L’entreprise expérimente différentes approches de la différenciation neuronale – une produisant une pureté cellulaire élevée mais une diversité limitée, et une autre générant diverses populations cellulaires mais avec moins de prévisibilité. « Le cerveau n’est pas un organe de haute pureté; il a beaucoup de types de cellules différents, beaucoup de connexions différentes », a observé Kagan. « Donc, si vous n’avez qu’un seul type de cellule, vous pourriez avoir ce type de cellule, mais vous n’avez pas de cerveau. »

Cette recherche a des implications profondes à la fois pour notre compréhension de l’intelligence biologique et le développement futur de la technologie SBI. La plate-forme CL1 elle-même sert d’outil essentiel pour cette exploration, permettant des expériences avec précision contrôlées pour étudier les fondations génétiques et moléculaires de l’apprentissage et de l’intelligence.

En regardant vers un avenir hybride

Comme le CL1 devient largement disponible à la fin de 2025, son impact s’étendra bien au-delà de ses applications immédiates. La technologie illustre un nouveau paradigme en informatique – qui exploite les processus biologiques plutôt que de simplement les simuler. Cette approche offre des capacités fondamentalement différentes des systèmes conventionnels à base de silicium.

« SBI est intrinsèquement plus naturel que l’IA, car il utilise le même matériel biologique – les neurones – qui sous-tendent l’intelligence dans les organismes vivants », a noté Cortical dans leurs matériaux de lancement. «En tirant parti des neurones en tant que substrat de calcul, SBI a le potentiel de créer des systèmes qui présentent des formes d’intelligence plus organiques et naturelles par rapport à l’IA traditionnelle à base de silicium.»

Les implications de ce changement sont profondes. Alors que les systèmes d’IA actuels excellent à la reconnaissance des modèles et au traitement des données dans les paramètres définis, les plates-formes SBI démontrent une adaptabilité et une capacité d’apprentissage inhérentes qui ressemblent plus étroitement à l’intelligence biologique. Cette distinction peut s’avérer critique pour les applications nécessitant des réponses dynamiques à des environnements imprévisibles.

Le potentiel de marché pour la technologie SBI s’étend dans de nombreux secteurs. Au-delà de la recherche pharmaceutique, les applications potentielles incluent la robotique, les systèmes d’intelligence personnalisés, le traitement avancé des données et la surveillance environnementale. Chaque application bénéficie des propriétés uniques des réseaux de neurones – leur efficacité énergétique, l’adaptabilité et la capacité de traitement parallèle.
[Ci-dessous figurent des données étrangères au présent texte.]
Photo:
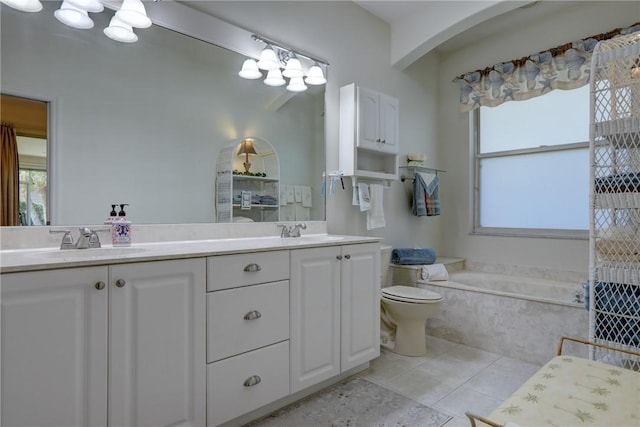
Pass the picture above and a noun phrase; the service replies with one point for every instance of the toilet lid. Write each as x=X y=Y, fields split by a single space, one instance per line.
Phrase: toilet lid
x=410 y=294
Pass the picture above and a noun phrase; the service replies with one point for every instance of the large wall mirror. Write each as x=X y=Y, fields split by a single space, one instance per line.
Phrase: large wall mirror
x=144 y=123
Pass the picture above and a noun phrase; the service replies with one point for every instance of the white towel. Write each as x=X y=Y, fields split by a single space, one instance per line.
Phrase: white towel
x=375 y=214
x=363 y=196
x=434 y=272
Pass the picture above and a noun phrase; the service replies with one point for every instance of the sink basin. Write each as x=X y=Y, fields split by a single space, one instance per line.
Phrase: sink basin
x=93 y=253
x=321 y=238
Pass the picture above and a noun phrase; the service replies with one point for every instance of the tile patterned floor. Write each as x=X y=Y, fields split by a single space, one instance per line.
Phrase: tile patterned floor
x=452 y=378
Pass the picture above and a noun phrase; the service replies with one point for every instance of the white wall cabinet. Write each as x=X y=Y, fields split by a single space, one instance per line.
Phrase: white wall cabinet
x=138 y=327
x=369 y=133
x=335 y=311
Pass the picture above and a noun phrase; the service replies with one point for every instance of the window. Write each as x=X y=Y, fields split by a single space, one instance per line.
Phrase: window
x=532 y=166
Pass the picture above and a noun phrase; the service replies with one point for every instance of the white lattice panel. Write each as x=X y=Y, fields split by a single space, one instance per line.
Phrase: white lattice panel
x=615 y=196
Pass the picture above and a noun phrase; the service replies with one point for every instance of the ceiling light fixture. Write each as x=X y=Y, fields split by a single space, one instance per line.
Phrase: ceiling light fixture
x=24 y=5
x=281 y=62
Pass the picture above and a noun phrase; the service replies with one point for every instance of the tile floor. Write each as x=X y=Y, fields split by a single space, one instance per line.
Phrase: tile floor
x=452 y=378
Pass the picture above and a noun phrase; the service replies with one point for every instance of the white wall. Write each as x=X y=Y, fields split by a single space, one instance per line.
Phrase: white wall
x=579 y=20
x=357 y=45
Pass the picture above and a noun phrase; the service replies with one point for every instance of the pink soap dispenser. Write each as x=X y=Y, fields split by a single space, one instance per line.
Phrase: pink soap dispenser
x=121 y=228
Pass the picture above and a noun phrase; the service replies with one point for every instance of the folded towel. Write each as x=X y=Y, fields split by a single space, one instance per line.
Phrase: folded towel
x=411 y=256
x=434 y=272
x=375 y=214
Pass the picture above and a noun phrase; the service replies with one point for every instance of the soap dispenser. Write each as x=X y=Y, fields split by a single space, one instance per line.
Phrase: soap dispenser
x=113 y=215
x=121 y=228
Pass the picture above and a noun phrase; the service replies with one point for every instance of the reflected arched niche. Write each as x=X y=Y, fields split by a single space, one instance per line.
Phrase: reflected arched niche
x=247 y=182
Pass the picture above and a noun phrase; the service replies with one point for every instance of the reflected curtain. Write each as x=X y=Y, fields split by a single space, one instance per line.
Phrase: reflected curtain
x=562 y=67
x=9 y=196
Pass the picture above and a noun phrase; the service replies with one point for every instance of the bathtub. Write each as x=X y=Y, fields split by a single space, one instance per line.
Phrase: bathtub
x=519 y=317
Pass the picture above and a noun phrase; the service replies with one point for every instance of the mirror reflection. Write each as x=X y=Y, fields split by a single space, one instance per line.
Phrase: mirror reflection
x=145 y=123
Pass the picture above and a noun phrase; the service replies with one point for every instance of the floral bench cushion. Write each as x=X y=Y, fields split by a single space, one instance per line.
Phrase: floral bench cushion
x=571 y=391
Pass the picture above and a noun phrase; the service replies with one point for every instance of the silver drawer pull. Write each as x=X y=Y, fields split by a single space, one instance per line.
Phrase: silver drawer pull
x=252 y=315
x=252 y=380
x=251 y=268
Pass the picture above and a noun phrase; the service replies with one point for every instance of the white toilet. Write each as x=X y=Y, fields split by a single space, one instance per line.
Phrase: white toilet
x=406 y=308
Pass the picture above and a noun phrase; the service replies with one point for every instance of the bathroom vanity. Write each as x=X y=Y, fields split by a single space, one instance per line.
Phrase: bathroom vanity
x=192 y=333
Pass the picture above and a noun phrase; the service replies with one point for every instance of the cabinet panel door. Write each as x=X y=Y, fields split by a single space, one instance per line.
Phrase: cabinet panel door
x=315 y=316
x=389 y=122
x=157 y=344
x=367 y=133
x=360 y=316
x=54 y=348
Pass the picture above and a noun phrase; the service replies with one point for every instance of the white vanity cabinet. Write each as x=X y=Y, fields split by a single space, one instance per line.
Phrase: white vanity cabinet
x=122 y=345
x=369 y=133
x=335 y=311
x=247 y=333
x=54 y=348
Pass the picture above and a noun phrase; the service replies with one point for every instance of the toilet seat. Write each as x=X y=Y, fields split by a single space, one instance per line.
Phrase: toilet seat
x=410 y=294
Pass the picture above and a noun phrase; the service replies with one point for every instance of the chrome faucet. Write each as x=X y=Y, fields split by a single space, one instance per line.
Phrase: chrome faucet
x=88 y=238
x=291 y=230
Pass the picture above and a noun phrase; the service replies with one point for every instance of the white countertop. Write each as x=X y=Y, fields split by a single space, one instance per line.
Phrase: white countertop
x=15 y=260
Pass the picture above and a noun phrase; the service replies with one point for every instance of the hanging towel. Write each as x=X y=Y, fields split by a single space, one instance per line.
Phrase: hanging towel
x=363 y=196
x=434 y=272
x=375 y=214
x=413 y=256
x=432 y=200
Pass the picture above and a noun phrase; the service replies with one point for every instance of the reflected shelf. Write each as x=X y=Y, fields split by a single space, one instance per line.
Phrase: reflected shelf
x=413 y=169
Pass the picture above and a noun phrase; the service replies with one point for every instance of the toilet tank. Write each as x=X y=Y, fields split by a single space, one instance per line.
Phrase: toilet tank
x=385 y=261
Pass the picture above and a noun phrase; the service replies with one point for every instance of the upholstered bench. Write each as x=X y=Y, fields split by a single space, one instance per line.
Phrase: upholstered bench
x=574 y=391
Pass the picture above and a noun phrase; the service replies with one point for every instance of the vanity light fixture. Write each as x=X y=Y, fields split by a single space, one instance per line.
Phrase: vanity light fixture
x=24 y=5
x=132 y=12
x=120 y=32
x=268 y=60
x=281 y=62
x=73 y=16
x=250 y=70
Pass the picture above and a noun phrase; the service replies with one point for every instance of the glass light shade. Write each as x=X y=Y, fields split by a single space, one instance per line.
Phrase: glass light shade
x=293 y=68
x=24 y=5
x=93 y=6
x=73 y=16
x=250 y=70
x=268 y=60
x=296 y=84
x=133 y=13
x=120 y=32
x=315 y=76
x=274 y=78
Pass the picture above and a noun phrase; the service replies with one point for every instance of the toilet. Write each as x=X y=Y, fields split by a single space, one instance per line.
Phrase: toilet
x=405 y=309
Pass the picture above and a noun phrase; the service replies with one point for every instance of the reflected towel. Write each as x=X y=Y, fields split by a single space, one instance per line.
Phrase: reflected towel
x=413 y=256
x=434 y=272
x=375 y=214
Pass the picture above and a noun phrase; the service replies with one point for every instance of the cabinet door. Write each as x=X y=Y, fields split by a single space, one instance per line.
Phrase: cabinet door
x=54 y=348
x=367 y=126
x=157 y=373
x=314 y=316
x=360 y=317
x=389 y=118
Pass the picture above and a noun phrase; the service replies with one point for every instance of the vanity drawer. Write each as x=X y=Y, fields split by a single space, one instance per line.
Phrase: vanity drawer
x=242 y=319
x=227 y=395
x=232 y=271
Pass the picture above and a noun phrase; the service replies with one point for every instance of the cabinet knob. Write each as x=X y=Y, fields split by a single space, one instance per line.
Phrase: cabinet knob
x=252 y=268
x=252 y=315
x=252 y=380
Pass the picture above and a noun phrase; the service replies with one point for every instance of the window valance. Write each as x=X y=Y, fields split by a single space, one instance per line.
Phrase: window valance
x=562 y=67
Pour les laboratoires corticaux, le lancement commercial du CL1 représente à la fois une réussite et un début. Le plein potentiel de la technologie ne deviendra évident que les chercheurs, les scientifiques et les innovateurs du monde entier l’appliquent à divers défis. Comme l’a noté le Dr Chong, «nous leur fournirons la plate-forme et le soutien à investir dans la R&D et à générer de nouvelles percées et de la recherche.»

La fusion de la biologie et de la technologie incarnées par le CL1 signale un nouveau chapitre de l’informatique – un qui peut finalement combler le fossé entre l’intelligence humaine et machine. En incorporant les mécanismes très cellulaires qui permettent la pensée humaine, les systèmes SBI comme le CL1 pointent vers un avenir où les frontières entre l’intelligence naturelle et artificielle deviennent de plus en plus fluides, ouvrant des possibilités sans précédent pour la découverte scientifique et le progrès technologique.